Most people i know do lots of non essential travel, different shops etc. Public transport is reduced capacity.

What do you want her to do? Sit inside all day every day?

YABU

HesterShaw1 · 04/03/2021 13:09

This is all about how you feel about things.

How does your mum feel about things?

You are talking about her as though she is a disobedient child you are responsible for.

HesterShaw1 · 04/03/2021 13:12

And yes, what @TheDailyCarbunkle says. Lockdowns were never about protecting the vulnerable. They were an attempt to avoid overloading healthcare systems so that governments looked less shit.

There's a reason why we in the west are having a bigger problem than those in East Asia, and it's not because we're not good enough at lockdowning. Maybe governments should concentrate on that.

notalwaysalondoner · 04/03/2021 13:12

She’s an adult. Millions of people are still getting the bus. It’s up to her to define essential. Your sibling won’t be at risk unless you’re drip feeding something about a major health condition. Leave her to make her own choices.

Zucker · 04/03/2021 13:13

The Gardaí have been getting on buses and checking people are staying within their 5km. leave it to them. But honest to god she's only 69, let her live ffs.

I have siblings living abroad. A phone call and a bollicking down the phone from them will get her to comply. Should I phone them and tell them what is happening.

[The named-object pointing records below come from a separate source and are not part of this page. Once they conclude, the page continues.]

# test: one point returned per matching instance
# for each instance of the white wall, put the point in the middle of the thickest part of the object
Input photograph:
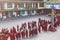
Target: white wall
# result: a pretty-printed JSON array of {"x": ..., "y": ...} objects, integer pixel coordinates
[
  {"x": 0, "y": 15},
  {"x": 14, "y": 13},
  {"x": 33, "y": 13},
  {"x": 57, "y": 6},
  {"x": 5, "y": 6}
]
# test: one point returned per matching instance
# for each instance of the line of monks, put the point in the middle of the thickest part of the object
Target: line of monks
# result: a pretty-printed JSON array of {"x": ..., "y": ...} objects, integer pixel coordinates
[{"x": 28, "y": 29}]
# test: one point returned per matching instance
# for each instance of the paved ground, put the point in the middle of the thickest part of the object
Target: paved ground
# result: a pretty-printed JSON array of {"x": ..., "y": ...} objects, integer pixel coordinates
[{"x": 41, "y": 36}]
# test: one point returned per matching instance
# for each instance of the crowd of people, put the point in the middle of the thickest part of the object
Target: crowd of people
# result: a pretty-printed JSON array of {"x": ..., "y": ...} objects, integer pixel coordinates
[{"x": 28, "y": 29}]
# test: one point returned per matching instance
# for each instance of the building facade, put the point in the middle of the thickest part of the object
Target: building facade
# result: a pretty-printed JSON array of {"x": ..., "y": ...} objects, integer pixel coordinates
[{"x": 13, "y": 8}]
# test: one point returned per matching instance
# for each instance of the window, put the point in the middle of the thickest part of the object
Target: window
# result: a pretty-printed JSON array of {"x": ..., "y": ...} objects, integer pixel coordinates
[
  {"x": 21, "y": 5},
  {"x": 41, "y": 4},
  {"x": 30, "y": 5},
  {"x": 33, "y": 5},
  {"x": 48, "y": 0},
  {"x": 9, "y": 5}
]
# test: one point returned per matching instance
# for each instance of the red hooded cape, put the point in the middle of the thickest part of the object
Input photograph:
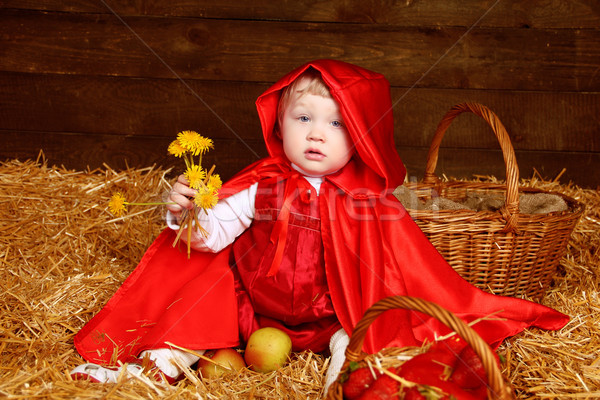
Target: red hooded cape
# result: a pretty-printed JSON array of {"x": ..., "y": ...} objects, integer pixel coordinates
[{"x": 372, "y": 248}]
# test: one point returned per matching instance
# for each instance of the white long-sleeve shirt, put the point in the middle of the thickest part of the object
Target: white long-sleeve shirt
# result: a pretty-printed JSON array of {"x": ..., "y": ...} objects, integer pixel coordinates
[{"x": 228, "y": 219}]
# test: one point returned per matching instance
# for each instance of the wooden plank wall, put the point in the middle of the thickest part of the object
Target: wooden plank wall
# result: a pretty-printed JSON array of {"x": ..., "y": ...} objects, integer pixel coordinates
[{"x": 94, "y": 81}]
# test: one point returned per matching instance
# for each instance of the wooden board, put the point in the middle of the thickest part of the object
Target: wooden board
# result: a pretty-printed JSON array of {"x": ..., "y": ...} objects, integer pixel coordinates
[
  {"x": 226, "y": 110},
  {"x": 515, "y": 13},
  {"x": 441, "y": 57}
]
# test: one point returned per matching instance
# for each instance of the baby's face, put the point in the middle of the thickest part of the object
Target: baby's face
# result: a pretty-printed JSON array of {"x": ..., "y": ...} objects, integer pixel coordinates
[{"x": 314, "y": 136}]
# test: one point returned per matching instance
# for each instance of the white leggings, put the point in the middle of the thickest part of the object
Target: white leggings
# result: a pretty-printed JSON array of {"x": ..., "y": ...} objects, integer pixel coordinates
[{"x": 170, "y": 361}]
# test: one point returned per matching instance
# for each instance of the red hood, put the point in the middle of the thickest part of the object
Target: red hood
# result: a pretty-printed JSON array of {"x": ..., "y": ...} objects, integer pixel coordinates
[{"x": 366, "y": 107}]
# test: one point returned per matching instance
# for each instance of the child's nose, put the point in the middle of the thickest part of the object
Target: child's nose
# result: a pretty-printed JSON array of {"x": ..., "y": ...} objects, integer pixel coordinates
[{"x": 316, "y": 133}]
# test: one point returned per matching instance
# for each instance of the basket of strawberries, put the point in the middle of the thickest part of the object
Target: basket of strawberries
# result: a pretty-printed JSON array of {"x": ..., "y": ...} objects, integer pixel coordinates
[{"x": 462, "y": 366}]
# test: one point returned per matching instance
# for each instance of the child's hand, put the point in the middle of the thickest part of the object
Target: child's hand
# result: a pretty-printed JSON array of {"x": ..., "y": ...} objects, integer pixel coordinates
[{"x": 180, "y": 194}]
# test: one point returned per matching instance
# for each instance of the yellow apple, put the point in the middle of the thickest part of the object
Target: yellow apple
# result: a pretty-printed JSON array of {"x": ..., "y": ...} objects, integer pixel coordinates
[
  {"x": 267, "y": 349},
  {"x": 222, "y": 361}
]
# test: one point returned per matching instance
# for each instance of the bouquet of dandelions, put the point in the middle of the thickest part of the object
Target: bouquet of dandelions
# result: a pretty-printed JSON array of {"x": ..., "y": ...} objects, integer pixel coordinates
[{"x": 190, "y": 146}]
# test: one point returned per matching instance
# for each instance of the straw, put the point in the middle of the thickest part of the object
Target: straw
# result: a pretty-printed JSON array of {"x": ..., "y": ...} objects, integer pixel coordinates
[{"x": 62, "y": 256}]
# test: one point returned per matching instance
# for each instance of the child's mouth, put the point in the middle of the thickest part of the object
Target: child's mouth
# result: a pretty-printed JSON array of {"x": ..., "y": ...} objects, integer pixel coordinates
[{"x": 314, "y": 155}]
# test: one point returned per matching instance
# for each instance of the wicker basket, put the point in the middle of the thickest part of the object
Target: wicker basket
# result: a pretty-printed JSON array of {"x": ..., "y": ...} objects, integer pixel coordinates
[
  {"x": 498, "y": 388},
  {"x": 504, "y": 252}
]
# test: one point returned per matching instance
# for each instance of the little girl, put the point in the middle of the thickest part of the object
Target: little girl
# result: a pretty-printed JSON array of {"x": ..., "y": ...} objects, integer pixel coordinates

No you bloody well shouldn't. If that's something you have done in the past (or how would you know this would work?), you should be ashamed of yourself too.

AvieSo · 04/03/2021 13:15

My siblings are brothers. She only ever respected cock owners in this life.

OP posts:
AvieSo · 04/03/2021 13:27

She would 100% listen to any concerns that her cock owner sons will display.

OP posts:
MrBullinaChinaShop · 04/03/2021 13:29

Confused this thread is just getting weird now. ‘Cock owners’?! Sounds like you just don’t like your mum much to be honest.
Leave her to make her own decisions.

ProfessorInkling · 04/03/2021 13:31

Wtf OP.

AvieSo · 04/03/2021 13:35

It's the absolute truth. She's a narcissistic and she only ever values her sons and any opinions that they will voice and she looks on women as pieces of fucking dirt and scum of the earth.

I'm delighted to hear that the pandemic is over and there's no more to follow.

If she was to contact the virus, she won't isolate to protect others. She will go tto the local shop and post office for her weekly pension and cough germs all over everybody but there's no need for her to isolate any more because the pandemic is clearly made up bullshit.